Le piccole e medie imprese mostrano una crescente fiducia nella propria capacità di affrontare le minacce informatiche, ma continuano a guardare con attenzione ai rischi legati all’intelligenza artificiale. È quanto emerge dall’“Indice di preparazione informatica delle PMI nel 2026” pubblicato da ESET, basato su un’indagine condotta su 4.400 responsabili decisionali di aziende con 25-1.000 endpoint in 13 Paesi tra Nord America, Europa e Asia.
Secondo il report, il 45% delle PMI ha subito almeno un incidente di cybersecurity negli ultimi dodici mesi, mentre il 14% ne ha registrati più di uno. Il 61% degli intervistati si dichiara seriamente preoccupato per gli attacchi informatici e il 75% considera guerre cibernetiche e conflitti globali come minacce concrete per il business.
Tra i principali timori spicca il malware basato sull’intelligenza artificiale, indicato come la minaccia più preoccupante nonostante, al momento, episodi di questo tipo risultino ancora sporadici.

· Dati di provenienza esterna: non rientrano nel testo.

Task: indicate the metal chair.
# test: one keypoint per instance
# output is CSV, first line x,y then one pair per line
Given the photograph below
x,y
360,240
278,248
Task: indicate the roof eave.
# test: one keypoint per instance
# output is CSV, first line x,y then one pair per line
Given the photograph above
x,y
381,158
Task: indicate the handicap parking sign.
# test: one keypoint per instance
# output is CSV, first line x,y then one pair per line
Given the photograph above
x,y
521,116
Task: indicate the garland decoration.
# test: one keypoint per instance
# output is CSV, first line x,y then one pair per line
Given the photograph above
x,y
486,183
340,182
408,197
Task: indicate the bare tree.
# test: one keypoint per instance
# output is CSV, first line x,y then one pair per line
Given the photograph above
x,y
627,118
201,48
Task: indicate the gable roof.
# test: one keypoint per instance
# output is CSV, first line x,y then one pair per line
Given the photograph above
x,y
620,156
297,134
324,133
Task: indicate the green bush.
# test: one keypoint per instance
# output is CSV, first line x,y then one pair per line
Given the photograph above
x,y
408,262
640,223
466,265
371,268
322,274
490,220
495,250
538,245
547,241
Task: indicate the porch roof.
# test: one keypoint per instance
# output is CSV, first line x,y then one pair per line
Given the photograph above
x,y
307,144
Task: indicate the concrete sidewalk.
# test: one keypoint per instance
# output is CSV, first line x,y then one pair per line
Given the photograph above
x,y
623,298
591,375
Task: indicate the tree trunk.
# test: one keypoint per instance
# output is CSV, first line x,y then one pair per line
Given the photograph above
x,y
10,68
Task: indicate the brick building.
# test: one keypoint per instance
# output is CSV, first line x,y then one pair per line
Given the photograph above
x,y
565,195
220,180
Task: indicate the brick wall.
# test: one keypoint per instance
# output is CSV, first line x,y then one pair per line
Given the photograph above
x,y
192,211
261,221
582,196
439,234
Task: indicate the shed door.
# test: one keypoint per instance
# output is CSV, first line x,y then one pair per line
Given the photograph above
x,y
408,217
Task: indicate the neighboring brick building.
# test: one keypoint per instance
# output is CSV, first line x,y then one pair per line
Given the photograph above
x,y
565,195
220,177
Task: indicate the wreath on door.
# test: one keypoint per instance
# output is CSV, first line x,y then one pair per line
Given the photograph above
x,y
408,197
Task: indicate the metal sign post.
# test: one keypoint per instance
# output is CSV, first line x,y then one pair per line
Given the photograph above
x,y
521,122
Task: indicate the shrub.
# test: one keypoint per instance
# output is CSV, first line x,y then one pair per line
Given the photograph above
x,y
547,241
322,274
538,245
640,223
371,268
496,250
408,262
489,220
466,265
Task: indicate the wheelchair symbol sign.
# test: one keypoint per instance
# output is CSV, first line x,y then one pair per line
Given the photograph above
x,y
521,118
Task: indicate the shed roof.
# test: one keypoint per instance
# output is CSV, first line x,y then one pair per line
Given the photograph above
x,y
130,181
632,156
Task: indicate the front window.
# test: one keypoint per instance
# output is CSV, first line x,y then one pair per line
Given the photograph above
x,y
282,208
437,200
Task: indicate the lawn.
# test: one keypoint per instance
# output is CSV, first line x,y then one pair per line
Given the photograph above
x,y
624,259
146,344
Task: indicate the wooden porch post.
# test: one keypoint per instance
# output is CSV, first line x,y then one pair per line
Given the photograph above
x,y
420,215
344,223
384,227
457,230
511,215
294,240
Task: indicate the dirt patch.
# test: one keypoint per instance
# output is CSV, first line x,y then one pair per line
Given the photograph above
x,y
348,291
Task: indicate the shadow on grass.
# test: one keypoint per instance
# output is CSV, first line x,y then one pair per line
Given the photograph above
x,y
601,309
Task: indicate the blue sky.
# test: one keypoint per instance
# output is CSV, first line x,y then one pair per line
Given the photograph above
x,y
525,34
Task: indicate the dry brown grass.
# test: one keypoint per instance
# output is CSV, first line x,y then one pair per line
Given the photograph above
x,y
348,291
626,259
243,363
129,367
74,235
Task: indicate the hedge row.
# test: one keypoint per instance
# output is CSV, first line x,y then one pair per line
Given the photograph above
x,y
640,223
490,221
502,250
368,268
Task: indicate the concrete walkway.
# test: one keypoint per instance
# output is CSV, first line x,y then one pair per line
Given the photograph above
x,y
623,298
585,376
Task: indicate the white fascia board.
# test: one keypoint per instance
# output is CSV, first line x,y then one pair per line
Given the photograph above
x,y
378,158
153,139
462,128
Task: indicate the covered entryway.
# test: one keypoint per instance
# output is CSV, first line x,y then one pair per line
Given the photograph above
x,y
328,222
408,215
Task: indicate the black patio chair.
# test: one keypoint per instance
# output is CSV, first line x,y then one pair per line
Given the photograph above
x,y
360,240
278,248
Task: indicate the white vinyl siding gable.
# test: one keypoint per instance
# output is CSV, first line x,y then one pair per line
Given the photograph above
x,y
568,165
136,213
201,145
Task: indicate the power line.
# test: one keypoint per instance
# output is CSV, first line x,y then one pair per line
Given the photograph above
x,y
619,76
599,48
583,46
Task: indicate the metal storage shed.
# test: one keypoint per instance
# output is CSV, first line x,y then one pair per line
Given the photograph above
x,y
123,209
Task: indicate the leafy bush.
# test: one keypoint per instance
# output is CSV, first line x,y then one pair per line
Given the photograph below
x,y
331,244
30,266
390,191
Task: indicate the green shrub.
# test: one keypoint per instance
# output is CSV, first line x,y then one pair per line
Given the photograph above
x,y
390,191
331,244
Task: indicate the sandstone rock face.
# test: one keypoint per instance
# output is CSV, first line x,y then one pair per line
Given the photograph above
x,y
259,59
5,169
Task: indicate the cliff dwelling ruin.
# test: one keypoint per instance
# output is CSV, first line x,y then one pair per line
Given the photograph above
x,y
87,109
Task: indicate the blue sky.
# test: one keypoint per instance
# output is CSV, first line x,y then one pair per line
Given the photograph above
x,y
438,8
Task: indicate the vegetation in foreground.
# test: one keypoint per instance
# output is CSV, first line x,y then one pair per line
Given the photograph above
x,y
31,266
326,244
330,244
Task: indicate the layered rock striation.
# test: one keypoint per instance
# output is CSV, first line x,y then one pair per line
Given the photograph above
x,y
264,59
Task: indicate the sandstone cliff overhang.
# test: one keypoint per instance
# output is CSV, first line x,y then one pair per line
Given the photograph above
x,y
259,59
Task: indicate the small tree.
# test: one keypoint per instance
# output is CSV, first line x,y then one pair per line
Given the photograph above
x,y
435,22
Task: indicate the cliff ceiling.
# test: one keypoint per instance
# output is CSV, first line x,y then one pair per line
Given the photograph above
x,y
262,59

L’indagine evidenzia tuttavia segnali positivi sul fronte della preparazione. Il 68% delle PMI si dice ottimista riguardo alla capacità di prevenire gli attacchi, mentre il 75% ha fiducia nella propria resilienza informatica in caso di incidente. Anche gli investimenti sembrano seguire questa tendenza: il 65% si dichiara soddisfatto del budget destinato alla sicurezza informatica e un ulteriore 15% afferma di esserne più che soddisfatto.

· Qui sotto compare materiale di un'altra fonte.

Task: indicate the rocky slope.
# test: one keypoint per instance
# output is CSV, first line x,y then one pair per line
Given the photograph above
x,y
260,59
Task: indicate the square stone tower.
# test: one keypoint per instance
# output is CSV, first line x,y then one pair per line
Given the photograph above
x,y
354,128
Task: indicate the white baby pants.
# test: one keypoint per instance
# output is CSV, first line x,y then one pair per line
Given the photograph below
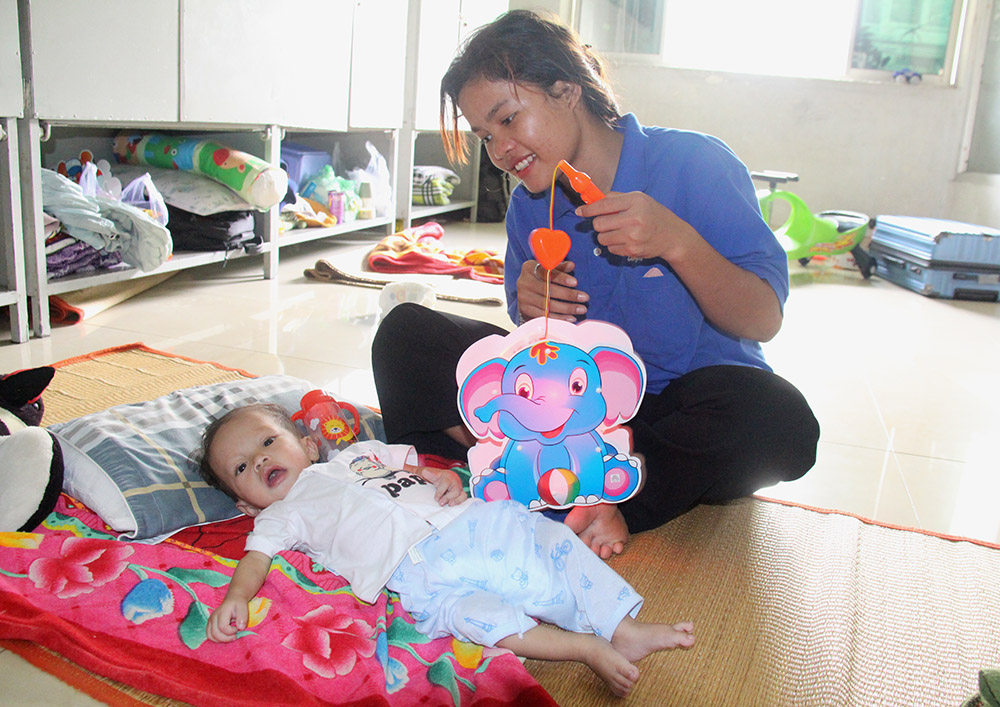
x,y
497,567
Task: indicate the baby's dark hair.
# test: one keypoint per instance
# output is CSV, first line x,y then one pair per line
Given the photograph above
x,y
205,470
524,47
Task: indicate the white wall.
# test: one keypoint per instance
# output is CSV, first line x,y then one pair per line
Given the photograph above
x,y
878,148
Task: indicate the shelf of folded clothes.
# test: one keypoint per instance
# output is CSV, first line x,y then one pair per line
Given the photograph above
x,y
434,192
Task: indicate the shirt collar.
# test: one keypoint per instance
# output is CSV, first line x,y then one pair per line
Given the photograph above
x,y
631,174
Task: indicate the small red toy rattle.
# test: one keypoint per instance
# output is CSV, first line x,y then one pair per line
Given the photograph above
x,y
324,417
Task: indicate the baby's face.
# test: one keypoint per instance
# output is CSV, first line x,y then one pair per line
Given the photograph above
x,y
259,459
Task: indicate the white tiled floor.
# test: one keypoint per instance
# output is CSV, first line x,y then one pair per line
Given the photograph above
x,y
906,388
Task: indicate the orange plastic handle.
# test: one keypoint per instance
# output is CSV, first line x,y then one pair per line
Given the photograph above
x,y
580,181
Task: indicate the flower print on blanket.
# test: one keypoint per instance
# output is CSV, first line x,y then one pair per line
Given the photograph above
x,y
103,603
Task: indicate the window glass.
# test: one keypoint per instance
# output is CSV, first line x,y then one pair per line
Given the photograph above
x,y
622,26
895,35
810,38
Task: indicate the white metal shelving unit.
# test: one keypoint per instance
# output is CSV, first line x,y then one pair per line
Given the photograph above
x,y
186,78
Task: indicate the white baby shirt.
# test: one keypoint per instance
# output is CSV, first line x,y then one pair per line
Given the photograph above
x,y
357,515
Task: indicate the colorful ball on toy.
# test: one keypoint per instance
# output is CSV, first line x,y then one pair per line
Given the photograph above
x,y
558,487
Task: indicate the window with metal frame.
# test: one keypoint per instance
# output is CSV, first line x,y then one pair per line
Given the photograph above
x,y
860,39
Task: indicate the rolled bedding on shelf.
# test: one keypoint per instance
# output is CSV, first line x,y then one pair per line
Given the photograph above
x,y
260,183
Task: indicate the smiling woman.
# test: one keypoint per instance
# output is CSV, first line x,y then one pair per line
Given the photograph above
x,y
674,252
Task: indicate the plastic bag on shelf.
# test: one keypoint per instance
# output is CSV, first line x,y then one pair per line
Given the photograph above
x,y
143,194
376,173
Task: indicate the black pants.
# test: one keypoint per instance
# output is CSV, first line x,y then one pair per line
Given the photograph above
x,y
712,435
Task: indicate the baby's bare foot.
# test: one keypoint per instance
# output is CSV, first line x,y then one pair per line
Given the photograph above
x,y
612,667
601,527
636,640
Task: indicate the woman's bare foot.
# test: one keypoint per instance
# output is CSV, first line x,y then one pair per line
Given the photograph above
x,y
602,527
635,640
611,666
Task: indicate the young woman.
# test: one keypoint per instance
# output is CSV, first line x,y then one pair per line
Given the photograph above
x,y
676,254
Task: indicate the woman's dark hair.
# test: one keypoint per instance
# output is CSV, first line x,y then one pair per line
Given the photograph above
x,y
205,470
526,48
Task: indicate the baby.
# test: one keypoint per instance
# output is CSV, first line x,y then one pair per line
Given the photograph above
x,y
482,572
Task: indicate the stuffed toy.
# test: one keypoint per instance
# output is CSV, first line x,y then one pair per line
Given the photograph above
x,y
30,457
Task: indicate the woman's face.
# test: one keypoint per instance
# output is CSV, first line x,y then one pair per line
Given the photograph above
x,y
526,130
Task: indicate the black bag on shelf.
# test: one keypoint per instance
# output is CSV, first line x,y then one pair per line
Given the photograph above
x,y
228,230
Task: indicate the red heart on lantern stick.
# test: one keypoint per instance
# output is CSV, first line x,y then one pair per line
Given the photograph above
x,y
549,246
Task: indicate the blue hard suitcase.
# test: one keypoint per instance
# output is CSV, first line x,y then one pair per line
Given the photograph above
x,y
938,257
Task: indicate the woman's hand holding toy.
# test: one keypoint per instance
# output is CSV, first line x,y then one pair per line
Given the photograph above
x,y
636,226
566,302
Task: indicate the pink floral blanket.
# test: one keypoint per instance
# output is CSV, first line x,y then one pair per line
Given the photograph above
x,y
137,614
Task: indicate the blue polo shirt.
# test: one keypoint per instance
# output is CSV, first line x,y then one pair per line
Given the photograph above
x,y
702,181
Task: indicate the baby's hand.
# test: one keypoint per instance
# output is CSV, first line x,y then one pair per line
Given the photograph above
x,y
228,620
448,489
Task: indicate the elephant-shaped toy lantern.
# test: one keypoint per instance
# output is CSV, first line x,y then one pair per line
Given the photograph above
x,y
546,404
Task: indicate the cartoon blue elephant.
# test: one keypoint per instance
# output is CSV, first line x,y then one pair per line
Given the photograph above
x,y
548,406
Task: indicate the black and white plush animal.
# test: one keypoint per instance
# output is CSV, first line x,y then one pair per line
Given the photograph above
x,y
31,462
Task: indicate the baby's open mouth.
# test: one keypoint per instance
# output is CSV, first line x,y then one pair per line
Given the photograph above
x,y
273,476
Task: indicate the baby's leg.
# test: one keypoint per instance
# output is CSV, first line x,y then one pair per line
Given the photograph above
x,y
548,643
635,639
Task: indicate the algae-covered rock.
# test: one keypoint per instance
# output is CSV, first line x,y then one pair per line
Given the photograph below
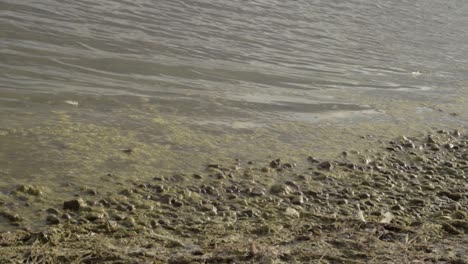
x,y
30,189
74,205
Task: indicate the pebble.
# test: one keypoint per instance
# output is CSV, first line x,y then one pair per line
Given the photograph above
x,y
291,212
326,165
280,189
52,220
74,205
298,200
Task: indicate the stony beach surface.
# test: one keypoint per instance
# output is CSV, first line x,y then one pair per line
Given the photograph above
x,y
404,203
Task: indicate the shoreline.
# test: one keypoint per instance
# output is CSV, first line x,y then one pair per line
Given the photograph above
x,y
405,202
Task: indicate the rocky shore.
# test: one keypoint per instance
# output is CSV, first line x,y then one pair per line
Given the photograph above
x,y
404,203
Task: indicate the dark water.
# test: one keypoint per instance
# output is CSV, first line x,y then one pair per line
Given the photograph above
x,y
190,82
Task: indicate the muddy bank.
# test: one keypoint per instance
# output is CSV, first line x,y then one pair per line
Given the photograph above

Particolare attenzione viene riservata alla formazione del personale. L’87% delle aziende considera il training dei dipendenti molto importante o fondamentale per la resilienza informatica, mentre il 67% organizza attività formative più di una volta all’anno. Solo il 6% si affida esclusivamente a programmi di sensibilizzazione di base e appena il 2% non offre alcuna formazione sulla cybersecurity.
Nonostante i progressi, ESET segnala che molte PMI continuano a sottovalutare alcuni rischi, in particolare quelli legati agli attacchi alla supply chain e all’utilizzo di strumenti basati sull’intelligenza artificiale, inclusi i fenomeni di “shadow AI”.